Additional Judge of Calcutta High Court
- In office 21 September 2017 – 3 July 2020
- Nominated by: Dipak Misra
- Appointed by: Ram Nath Kovind

Personal details
- Born: 1 June 1969
- Died: 3 July 2020 (aged 51)
- Education: Hazra Law College

= Protik Prakash Banerjee =

Indian judge (1969–2020)

Protik Prakash Banerjee (1 June 1969 – 3 July 2020) was an additional judge of the Calcutta High Court.

==Early life==
Banerjee studied in Calcutta Boys' School and completed his legal education from Hazra Law College in 1994. His father Mukul Prakash Banerjee was a senior Counsel of the Calcutta High Court, having enrolled at the Bar in 1961. Before passing Law he also did a stint as a compere of Western Music at All India Radio, Kolkata from 1986 and served as a regular columnist of The Economic Times on various subjects other than law. In 8 December 2009 he was nominated by the Governor of West Bengal to the Governing Body of the Surendranath Law College and served till 2011.

==Career==
Banerjee worked as the guest lecturer at the West Bengal National University of Juridical Sciences. He joined the High Court of Calcutta as an advocate in 1995 and was selected for the post of Junior Standing Counsel of the Government of West Bengal in 2011. He also became the Vice President of Bar association of the High Court, Calcutta.
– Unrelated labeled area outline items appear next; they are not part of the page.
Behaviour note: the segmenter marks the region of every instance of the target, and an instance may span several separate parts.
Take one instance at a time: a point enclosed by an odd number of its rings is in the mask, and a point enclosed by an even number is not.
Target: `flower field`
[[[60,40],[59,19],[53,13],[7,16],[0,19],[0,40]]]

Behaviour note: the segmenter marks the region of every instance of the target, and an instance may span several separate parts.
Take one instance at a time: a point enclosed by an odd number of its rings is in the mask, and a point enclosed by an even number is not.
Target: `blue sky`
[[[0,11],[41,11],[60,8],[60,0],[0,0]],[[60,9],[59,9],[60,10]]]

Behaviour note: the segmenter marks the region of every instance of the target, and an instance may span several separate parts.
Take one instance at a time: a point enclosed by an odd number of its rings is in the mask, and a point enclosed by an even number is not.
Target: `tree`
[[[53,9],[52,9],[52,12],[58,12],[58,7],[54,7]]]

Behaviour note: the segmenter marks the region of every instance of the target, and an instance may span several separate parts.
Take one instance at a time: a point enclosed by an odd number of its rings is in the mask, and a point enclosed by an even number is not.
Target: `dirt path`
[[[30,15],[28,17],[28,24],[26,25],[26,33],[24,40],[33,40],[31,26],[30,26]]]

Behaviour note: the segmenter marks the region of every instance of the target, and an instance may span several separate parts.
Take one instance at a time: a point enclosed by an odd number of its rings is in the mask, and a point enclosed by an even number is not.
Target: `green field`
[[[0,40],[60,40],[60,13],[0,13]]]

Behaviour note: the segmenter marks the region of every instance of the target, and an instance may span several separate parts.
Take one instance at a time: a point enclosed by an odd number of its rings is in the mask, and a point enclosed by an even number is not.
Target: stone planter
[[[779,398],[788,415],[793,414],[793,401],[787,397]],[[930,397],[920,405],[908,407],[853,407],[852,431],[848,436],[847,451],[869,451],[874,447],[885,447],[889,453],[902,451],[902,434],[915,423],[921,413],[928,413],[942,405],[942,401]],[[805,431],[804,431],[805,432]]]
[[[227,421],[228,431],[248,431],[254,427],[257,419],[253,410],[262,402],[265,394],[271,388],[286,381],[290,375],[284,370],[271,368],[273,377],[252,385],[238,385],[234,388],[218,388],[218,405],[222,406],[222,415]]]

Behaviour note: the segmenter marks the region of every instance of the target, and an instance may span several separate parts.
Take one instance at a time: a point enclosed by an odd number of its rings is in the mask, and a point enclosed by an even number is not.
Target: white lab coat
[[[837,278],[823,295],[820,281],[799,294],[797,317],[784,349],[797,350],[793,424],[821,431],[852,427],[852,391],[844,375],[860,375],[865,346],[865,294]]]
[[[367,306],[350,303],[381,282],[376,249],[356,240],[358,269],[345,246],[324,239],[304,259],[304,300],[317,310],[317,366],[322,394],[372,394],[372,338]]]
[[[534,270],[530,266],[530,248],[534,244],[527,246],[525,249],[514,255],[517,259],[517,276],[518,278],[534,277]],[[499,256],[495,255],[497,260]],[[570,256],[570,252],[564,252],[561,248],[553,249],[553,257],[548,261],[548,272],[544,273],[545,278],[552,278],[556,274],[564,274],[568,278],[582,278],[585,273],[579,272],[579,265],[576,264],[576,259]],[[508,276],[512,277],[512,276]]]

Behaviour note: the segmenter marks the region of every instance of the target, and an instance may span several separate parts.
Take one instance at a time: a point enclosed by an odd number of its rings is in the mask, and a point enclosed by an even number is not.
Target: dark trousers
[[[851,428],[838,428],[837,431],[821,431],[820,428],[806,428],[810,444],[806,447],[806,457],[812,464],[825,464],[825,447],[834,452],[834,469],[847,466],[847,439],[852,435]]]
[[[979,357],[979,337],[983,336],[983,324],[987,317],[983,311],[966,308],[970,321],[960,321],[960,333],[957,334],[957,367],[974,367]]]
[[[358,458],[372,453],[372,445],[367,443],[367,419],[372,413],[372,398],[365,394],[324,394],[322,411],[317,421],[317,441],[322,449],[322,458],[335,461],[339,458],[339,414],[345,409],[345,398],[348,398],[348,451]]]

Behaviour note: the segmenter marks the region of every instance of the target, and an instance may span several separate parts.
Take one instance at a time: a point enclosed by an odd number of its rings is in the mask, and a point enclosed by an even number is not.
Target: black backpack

On 20 September 2017 he was nominated and took oath as a judge of the Calcutta High Court.

==Awards==
Banerjee received the best speaker award at the Indian Law Institute Annual Debate of 2007. He was also awarded the Advocate General's Trophy for the most outstanding Emerging Lawyer by the Indian Law Institute (West Bengal Unit) in 2009. He is the first advocate in India to have won a judgment in favor of his client that an arbitrator under the Arbitration and Conciliation Act 1996 is amenable to jurisdiction under Article 227 of the Constitution of India.

== Death ==
Protik Prakash Banerjee died at age 51 on Friday, 3 July 2020 due to heart attack. He is survived by his wife, Piyali Banerjee and their daughter, Samadrita Banerjee.